A feast-day commentary

Bernardino Luini’s portrait of St. Catherine of Alexandria
Bernardino Luini’s portrait of St. Catherine of Alexandria (photo: Public domain)

St. Catherine of Alexandria’s witness to the faith was short, dramatic and even bizarre.

A beautiful Christian noblewoman martyred in the fourth century, St. Catherine, whose feast day is Nov. 25, had a devoted following in the medieval age. Sadly, these days, this saint with an exciting story has since slipped largely out of the public eye — even though it was another female saint, who has enjoyed nearly universal popularity, St. Joan of Arc, who claimed St. Catherine was one of the saints who appeared to her as a heavenly adviser in the warrior-saint’s military campaigns to free her country from foreign occupation.

Fortunately for those who wish to know more about St. Catherine, Encyclopedia Britannica and New Advent detail her amazing witness.

At 18, Catherine was horrified by the brutal oppression, torture and murder of Christians carried out by Roman Emperor Maximinus II. Determined to put a stop to the suffering of her brethren, she presented herself before the emperor; and with what can only be described as an exponential amount of moxie, she rebuked the emperor for his behavior and demanded that he cease his persecution. She finished her defiant speech with a defense of Christianity itself. 

Furious at being so addressed by a young woman, Maximinus brought forth the most famed intellects in his court to disprove Catherine’s arguments. Undeterred, and fortified by the Holy Spirit, Catherine stood her ground, even managing to convert many of the dazzled sophists as they saw the strength of her arguments. The emperor promptly executed the new converts. 

In an attempt to silence Catherine, Maximinus proposed marriage, offering her wealth and power if only she gave up her faith. 

Catherine refused, and he threw her into prison to be tortured. She suffered unspeakable torments and still kept her faith. Indeed, far from languishing in her cell, Catherine saw a steady stream of visitors, compelling as many as 200 conversions among those souls. Each new soul she won for Christ met a martyr’s end. Finally, determined to put an end to Catherine, Maximinus condemned her to death on the breaking wheel; however, when she touched the wheel, it shattered before the amazed guards. Not to be defeated, Maximinus had her beheaded, and thus ensured that her name was never forgotten. 

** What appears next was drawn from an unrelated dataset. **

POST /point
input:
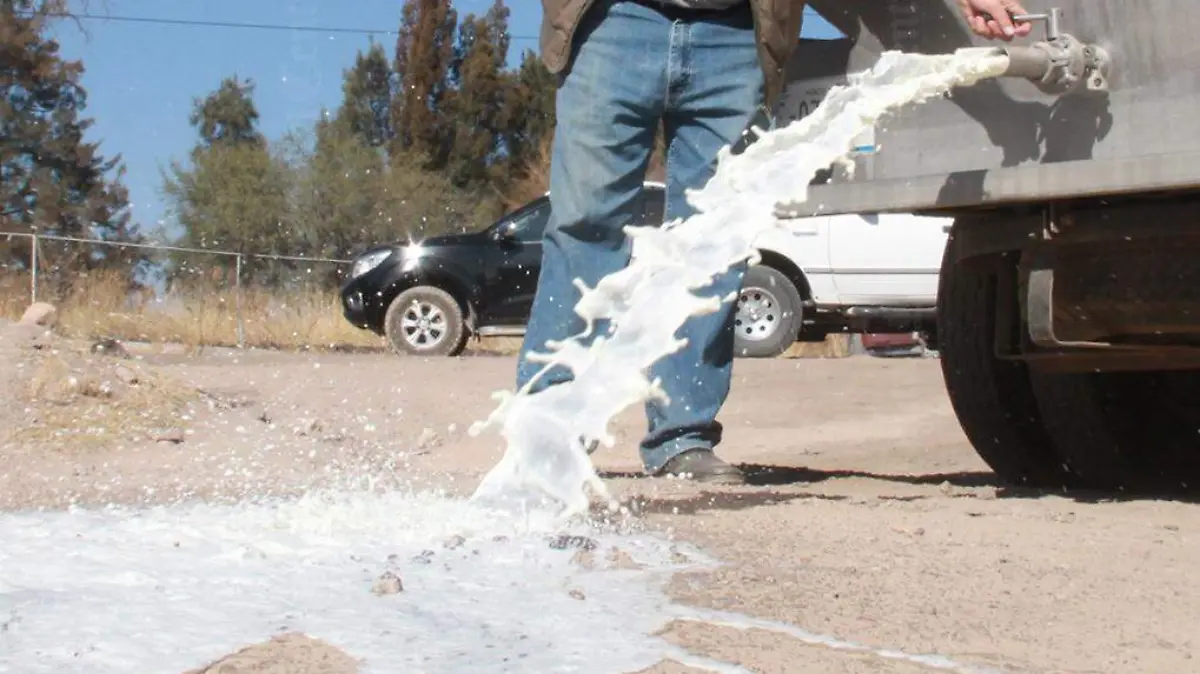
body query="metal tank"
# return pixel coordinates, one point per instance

It’s an unusual story, and one that is not well known. The full scope of St. Catherine’s life and death takes less than a page to describe, so we are forgiven for not always thinking of her when we imagine the Communion of Saints. Indeed, she is not a terribly convenient saint. She defies every urge we polite modern folk might have to make Catholicism just a bit more palatable. It’s an understandable desire. Miracles and mysticism can all seem a bit gouche in this enlightened era. We may even think that to evangelize properly, we are better off presenting the saints that achieved some more tangible good. To be sure, these holy men and women accomplished much and they are just as worthy of veneration, but we owe the world a more complete picture. This modern age yearns for saints like St. Catherine of Alexandria.

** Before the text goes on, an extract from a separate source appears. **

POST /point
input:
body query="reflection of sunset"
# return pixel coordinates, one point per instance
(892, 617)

To find proof of this hunger for goodness, look no further than the box-office success of every superhero movie. We want to see the good guys win. But first, we want to see what the victory will cost, to see our heroes prevail after suffering, to come roaring back to win the day. St. Catherine of Alexandria delivers. She stands in defiant reproach of every urge to make Catholicism “polite,” to tone it down to fit modern sensibilities. 

Her brief but brilliant life reminds us that this Church was built upon the blood of fearless men and women whose faith and bravery undermined the strongest empire on earth. Their blood is why our cardinals wear red, to remind them of what they must be willing to give to defend truth. Their sacrifice is remembered in the crimson shoes worn by the popes. They did not surrender their lives so that we could luxuriate in warm sentiments on Sunday and print pretty pieties on bumper stickers. They willingingly walked into the arenas out of love of God and so that others could attain eternal life.

Every saint is radical in his or her own way. Likewise, each and every saint is uniquely holy and serves a distinct role. One path to sainthood is not more worthy of honor than another. But in this age of brokenness and cynicism, let us thank God for this brave young woman who silenced a king and who was so filled with burning love for Our Lord that her touch alone shattered instruments of torture. 

Register correspondent Kelly Marcum writes from Virginia. This column was updated after posting.